Kevin Abrams

Personal information
- Born: August 19, 1971 (age 55) Toronto, Ontario, Canada

Career information
- College: University of Western Ontario

Career history
- New York Giants (1999–2001) Salary cap analyst; New York Giants (2002–2017) Assistant General manager; New York Giants (2017) Interim General manager; New York Giants (2018–2021) VP of football operations/Assistant GM; New York Giants (2022–2025) Senior vice president of football operations & strategy;

Awards and highlights
- As executive 2× Super Bowl champion (XLII, XLVI);

= Kevin Abrams (American football executive) =

American football executive (born 1971)

Kevin C. Abrams (born August 1971) is a Canadian-born American football executive was formerly the senior vice president of football operations & strategy of the New York Giants of the National Football League (NFL). Abrams worked as the Interim General Manager during the 2017 NFL season following the firing of his boss Jerry Reese.

==Career==
===Early career===
Abrams began his career working as an intern for Ohio University football program, the Buffalo Bills, the Washington Redskins, and the London Monarchs.

===NFL===
Abrams began his career in the NFL working for the NFL Management Council as a salary cap analyst analyzing NFL player contracts.

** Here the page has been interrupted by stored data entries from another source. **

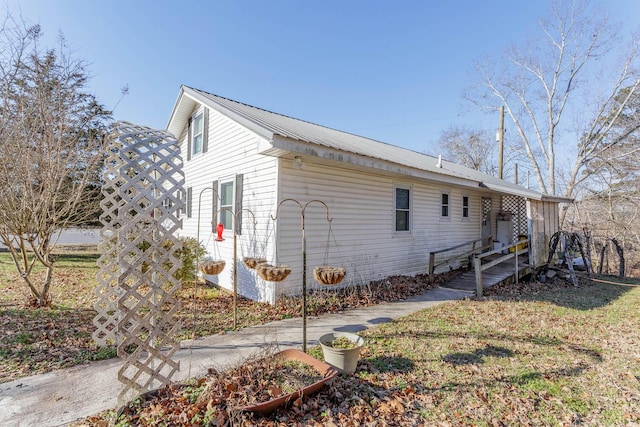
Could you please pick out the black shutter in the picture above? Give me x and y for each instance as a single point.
(205, 130)
(214, 206)
(238, 206)
(189, 139)
(189, 199)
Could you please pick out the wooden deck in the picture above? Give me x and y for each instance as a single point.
(500, 273)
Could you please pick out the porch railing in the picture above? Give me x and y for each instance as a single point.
(477, 246)
(516, 249)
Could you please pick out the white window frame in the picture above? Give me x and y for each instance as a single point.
(467, 207)
(226, 210)
(447, 205)
(396, 209)
(195, 134)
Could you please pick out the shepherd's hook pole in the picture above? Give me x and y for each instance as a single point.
(304, 261)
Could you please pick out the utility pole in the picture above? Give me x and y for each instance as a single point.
(500, 139)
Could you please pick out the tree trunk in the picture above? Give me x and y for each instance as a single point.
(621, 255)
(601, 263)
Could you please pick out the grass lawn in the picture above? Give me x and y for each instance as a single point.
(38, 340)
(531, 354)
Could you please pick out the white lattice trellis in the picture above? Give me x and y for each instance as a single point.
(518, 208)
(136, 293)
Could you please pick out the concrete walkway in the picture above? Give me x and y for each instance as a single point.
(67, 395)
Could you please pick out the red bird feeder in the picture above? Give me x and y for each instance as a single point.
(219, 230)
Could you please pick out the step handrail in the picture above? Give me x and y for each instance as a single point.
(473, 251)
(479, 267)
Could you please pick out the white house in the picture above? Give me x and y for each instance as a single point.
(389, 206)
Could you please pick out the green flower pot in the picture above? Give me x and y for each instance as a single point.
(343, 359)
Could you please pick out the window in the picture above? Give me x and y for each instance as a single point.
(444, 212)
(465, 206)
(226, 204)
(197, 134)
(402, 209)
(189, 199)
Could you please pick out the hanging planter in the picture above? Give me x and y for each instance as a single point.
(342, 350)
(327, 275)
(273, 273)
(252, 263)
(212, 267)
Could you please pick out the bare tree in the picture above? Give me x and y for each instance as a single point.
(472, 148)
(50, 143)
(476, 149)
(561, 91)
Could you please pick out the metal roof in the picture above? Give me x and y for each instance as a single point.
(272, 125)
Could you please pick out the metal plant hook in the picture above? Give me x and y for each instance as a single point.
(235, 256)
(195, 287)
(304, 258)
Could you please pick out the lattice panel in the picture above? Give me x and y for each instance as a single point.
(518, 208)
(136, 296)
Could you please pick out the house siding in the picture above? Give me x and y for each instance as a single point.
(357, 188)
(363, 238)
(231, 151)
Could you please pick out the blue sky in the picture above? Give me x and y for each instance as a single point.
(389, 70)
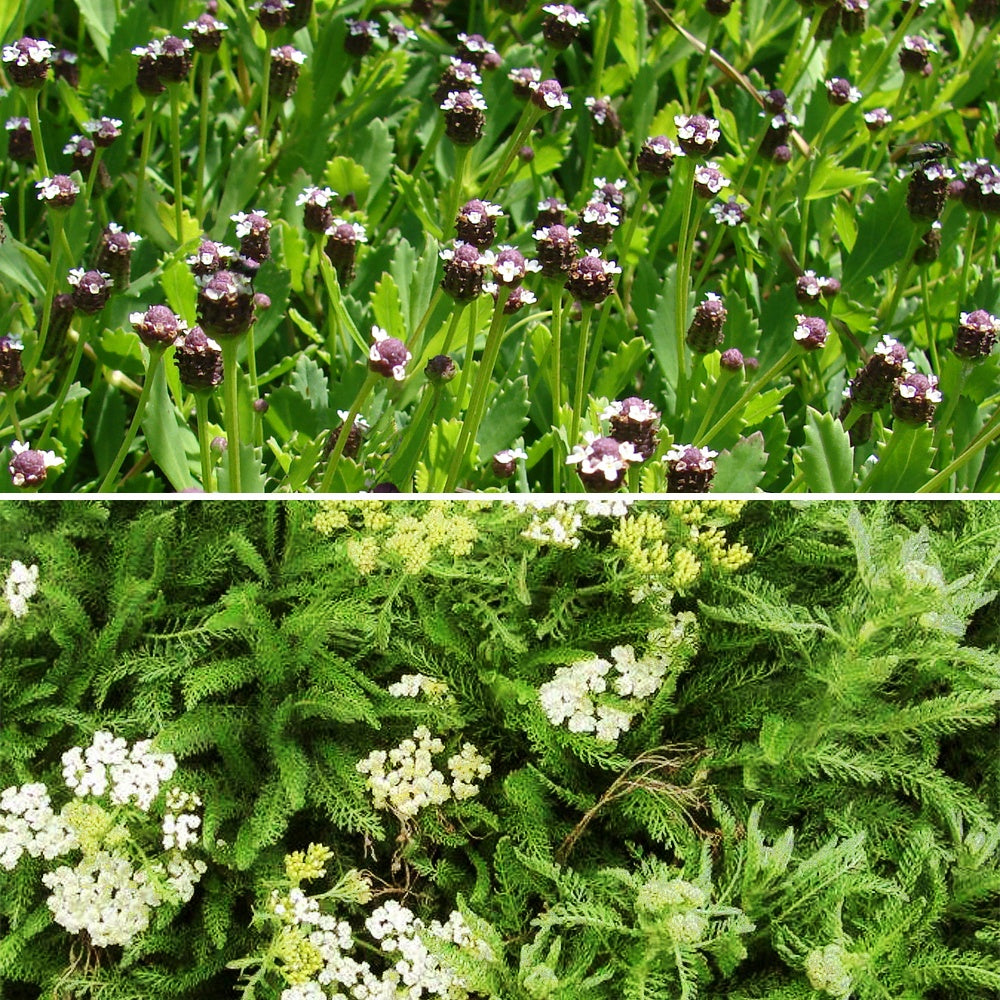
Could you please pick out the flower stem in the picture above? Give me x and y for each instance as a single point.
(683, 276)
(155, 356)
(147, 142)
(751, 390)
(527, 121)
(352, 414)
(175, 146)
(32, 97)
(204, 444)
(581, 362)
(231, 377)
(55, 251)
(477, 404)
(206, 77)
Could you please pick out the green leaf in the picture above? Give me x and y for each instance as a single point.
(740, 469)
(388, 308)
(827, 457)
(170, 441)
(506, 416)
(99, 16)
(904, 462)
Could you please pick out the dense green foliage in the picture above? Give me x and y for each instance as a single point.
(844, 227)
(807, 802)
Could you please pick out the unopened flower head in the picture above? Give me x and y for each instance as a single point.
(29, 466)
(697, 134)
(548, 95)
(19, 587)
(387, 355)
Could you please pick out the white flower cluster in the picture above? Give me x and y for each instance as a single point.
(104, 893)
(414, 972)
(108, 766)
(21, 585)
(572, 696)
(412, 782)
(411, 685)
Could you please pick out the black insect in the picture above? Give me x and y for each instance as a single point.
(921, 152)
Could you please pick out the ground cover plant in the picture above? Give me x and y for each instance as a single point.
(490, 750)
(294, 246)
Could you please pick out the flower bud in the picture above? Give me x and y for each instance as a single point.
(464, 117)
(91, 289)
(689, 469)
(158, 326)
(657, 155)
(388, 355)
(11, 368)
(976, 335)
(29, 467)
(199, 361)
(603, 462)
(27, 61)
(561, 26)
(592, 279)
(811, 332)
(705, 332)
(476, 223)
(914, 398)
(225, 304)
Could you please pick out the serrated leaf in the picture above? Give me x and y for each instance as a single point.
(388, 308)
(506, 416)
(741, 468)
(827, 457)
(904, 462)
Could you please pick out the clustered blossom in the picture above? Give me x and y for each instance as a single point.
(104, 894)
(387, 355)
(570, 696)
(603, 461)
(20, 586)
(412, 782)
(29, 466)
(313, 948)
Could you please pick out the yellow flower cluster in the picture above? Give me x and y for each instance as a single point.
(652, 547)
(300, 958)
(308, 864)
(409, 542)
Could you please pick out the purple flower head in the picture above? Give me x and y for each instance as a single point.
(158, 326)
(388, 356)
(689, 469)
(603, 462)
(28, 466)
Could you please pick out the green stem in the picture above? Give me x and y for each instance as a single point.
(751, 390)
(527, 121)
(155, 357)
(352, 414)
(684, 250)
(204, 444)
(67, 381)
(581, 362)
(206, 78)
(58, 222)
(454, 199)
(477, 404)
(231, 378)
(988, 433)
(32, 97)
(147, 142)
(884, 317)
(175, 148)
(95, 168)
(699, 78)
(555, 377)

In July 1999, following his work with the NFL Management Council, Abrams was hired by the New York Giants as a salary cap analyst, a newly created position by the team. In 2002 Abrams was promoted to assistant general manager working under GM Ernie Accorsi.
During the 2017 NFL season, Abrams worked as the Interim General Manager due to the firing of his boss, GM Jerry Reese. Abrams was interviewed for the Giants GM position, however, he was beaten out by former Carolina Panthers General Manager and former longtime Giants employee, Dave Gettleman.

On February 5, 2022, Abrams was named senior vice president of football operations and strategy for the New York Giants with his tenure ending in 2026.

On January 21, 2026, Abrams was let go by the Giants as part of organizational restructuring following the hiring of John Harbaugh.

==Personal life==
Abrams currently lives in Manhattan with his wife, Sarah-Jane, and three kids.